Feature extraction is often neglected in ML courses, but
it is also often one of the main bottlenecks in the ML pipeline

A _feature template_ is a group of features all computed in the same way.
Basically a feature description with blanks in it.

e.g.
- "string length is greater than [blank]"
- "string contains the character [blank]"


# Hypothesis Class

Suppose you have a particular form of predictor in mind, 
like linear classifier $ f_w(x) = w^T \phi(x) $.

Now you are trying to pick a feature extraction funciton $\phi$.

One thing to consider is the _hypothesis class_ induced by your choice of $\phi$.

The hypothesis class corresponding to $\phi$ is the set $\{f_w\ |\ w\in\mathbb{R}^d\}$, where $d$ is the number of features.

Note that linear classifiers can produce crazy nonlinear decision boundaries, all depending on how $\phi$ is chosen.


# Neural Networks

They are basically like linear predictors strung together with activation functions. Each layer solves a bunch of sub-problems. The output of each layer is like features for the next layer.
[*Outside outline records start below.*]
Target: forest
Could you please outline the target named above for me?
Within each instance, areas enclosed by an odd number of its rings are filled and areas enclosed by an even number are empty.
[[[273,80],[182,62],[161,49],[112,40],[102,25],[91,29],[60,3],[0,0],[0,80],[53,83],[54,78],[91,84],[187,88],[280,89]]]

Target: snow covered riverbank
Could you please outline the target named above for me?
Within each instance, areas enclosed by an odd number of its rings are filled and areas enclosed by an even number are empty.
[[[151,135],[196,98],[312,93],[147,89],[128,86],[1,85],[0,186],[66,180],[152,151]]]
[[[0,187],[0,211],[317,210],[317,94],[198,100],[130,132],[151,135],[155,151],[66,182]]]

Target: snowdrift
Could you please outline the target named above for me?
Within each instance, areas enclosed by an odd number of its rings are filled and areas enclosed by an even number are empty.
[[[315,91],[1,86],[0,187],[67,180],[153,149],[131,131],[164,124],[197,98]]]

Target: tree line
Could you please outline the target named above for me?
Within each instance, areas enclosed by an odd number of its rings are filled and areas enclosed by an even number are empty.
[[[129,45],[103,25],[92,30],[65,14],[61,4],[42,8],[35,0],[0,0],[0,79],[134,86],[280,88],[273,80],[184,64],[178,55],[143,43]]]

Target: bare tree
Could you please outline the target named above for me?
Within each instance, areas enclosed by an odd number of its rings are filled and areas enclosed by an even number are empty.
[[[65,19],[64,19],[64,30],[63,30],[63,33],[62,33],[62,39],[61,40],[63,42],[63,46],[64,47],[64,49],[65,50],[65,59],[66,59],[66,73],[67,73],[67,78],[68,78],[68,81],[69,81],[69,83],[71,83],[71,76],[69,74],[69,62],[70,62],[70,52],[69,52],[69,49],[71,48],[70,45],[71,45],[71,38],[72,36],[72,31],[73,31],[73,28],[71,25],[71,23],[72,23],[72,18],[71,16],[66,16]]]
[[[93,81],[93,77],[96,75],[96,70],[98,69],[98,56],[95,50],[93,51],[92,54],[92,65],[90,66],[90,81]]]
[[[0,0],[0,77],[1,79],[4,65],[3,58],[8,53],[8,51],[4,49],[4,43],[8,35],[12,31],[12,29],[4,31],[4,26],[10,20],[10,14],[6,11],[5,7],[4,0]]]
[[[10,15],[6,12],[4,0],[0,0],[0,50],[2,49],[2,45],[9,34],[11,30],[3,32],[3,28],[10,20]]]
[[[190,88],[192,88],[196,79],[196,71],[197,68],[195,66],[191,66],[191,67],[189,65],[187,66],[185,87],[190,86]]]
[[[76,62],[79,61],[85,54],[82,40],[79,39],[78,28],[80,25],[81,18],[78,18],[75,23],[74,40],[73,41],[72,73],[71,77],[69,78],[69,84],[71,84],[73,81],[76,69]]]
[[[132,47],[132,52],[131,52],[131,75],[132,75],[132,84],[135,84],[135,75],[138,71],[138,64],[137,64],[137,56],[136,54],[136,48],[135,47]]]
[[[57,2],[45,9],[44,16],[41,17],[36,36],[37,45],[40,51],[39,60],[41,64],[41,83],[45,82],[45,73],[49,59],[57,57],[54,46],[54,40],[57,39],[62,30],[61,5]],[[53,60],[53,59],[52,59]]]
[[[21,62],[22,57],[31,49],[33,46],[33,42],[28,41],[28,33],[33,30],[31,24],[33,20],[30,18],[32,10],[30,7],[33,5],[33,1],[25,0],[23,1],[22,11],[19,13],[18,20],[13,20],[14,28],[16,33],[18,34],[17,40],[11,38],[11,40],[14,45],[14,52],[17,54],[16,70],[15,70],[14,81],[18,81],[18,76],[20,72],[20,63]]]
Taking gradient of loss function can be done in a systematic way as follows:
- Create computation graph for expression, where nodes are building blocks like $+$ and $\cdot$ and $\sigma$, etc.
- Label edges with partial derivatives of the building blocks wrt their inputs.
- Observe that the chain rule is now simply multiplication of edges along paths. In other words if you want to know the deriv of one node value wrt one of its descendents, just multiply edge values along the path joining them.
- Define forward values, $f_i$'s, to be the values on the nodes-- i.e. the values of subexpressions. Define backward values, $g_i$'s, to be the derivatives $\frac{\partial \text{output}}{\partial f_i}$ -- i.e. how changing that node influces the root.
- Backpropagation algorithm:
    - Forward pass: Compute each $f_i$, leaves to root. So basically just compute the top level expression and make sure to remember the values of all subexpressions along the way
    - Backward pass: Compute each $g_i$, root to leaves. This is just a matter of traveling down paths to the nodes you're interested in taking a deriv wrt, and along the way multiplying the derivative expressions that you labeled on edges, which you can now compute because you have all the $f_i$'s in place.

# Nearest Neighbors

Store your _entire_ training data set. Given a new input $x$, find the data point in your training set whose input is nearest to $x$. The associated output is then your prediction. That's it! With spatial input and euclidean distance, this creates Voronoi diagrams.

No pre-defined set of parameters-- each new data point is its own parameter. Model complexity scales with the size of the data set. This situation is referred to as a _non-parametric model_.

---

# Summary

- Linear predictors are fast, easy to learn, but have weak use of features.
- Neural nets are fast, hard to learn, and have powerful use of features.
- Nearest neighbor is slow, easy to learn, and has powerful use of features.